I don’t see it becoming a failure tbh, but a lot less rose tinted than some thought.
But how is it possible any other way. If I imagine: coordinating up to 1,000 people who worked on the project, managing and checking those massive petabytes of data, developing 30 planes, engine programmers who have to make all the legacy stuff fit in and hammer out a new API that can handle all this stuff, providing good documentation to the 3rd party people who are making pressure because they really want to start, then Microsoft with their demands to hurry, and of course the whole thing must work and not crash every 20 minutes … etc etc . it must be a bit of a nightmare to deliver a sim under such pressured and a company would only go through such an ordeal because it is a chance of a lifetime.

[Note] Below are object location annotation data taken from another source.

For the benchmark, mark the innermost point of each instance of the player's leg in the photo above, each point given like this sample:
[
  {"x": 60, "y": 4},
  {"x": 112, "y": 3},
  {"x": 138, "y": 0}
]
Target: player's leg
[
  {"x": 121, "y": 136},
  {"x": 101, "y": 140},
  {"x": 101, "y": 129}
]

I think they did a good job so far, they just did not have nearly enough time to deliver what they would have liked to deliver.
I would differently pay extra for a Hawaii scenery add on, FS2020 is new and there will be many improvement, when Bruce Artwicks SubLogic flight simulator came out i thought is as good as it was going to get, whoops there i go dating myself again
Perhaps they did the best that they could under the circumstances. But, it is important that the marketplace punishes that sort of systemic behavior of hurrying to deliver half-done things. Another poster in a different thread commented that if this sort of alpha-ish release is normalized, then the next iteration will be even more broken upon “release” than this one. I won’t go as far as they did, but to a certain extent, that is true.
For those of who have already purchased the game, there are two things that we can do: 1.) Complain 2.) Complain in a way that hurts the developer/publisher financially. As is the case with many products and services, you vote with your wallet. There isn’t much leverage over the company beyond that.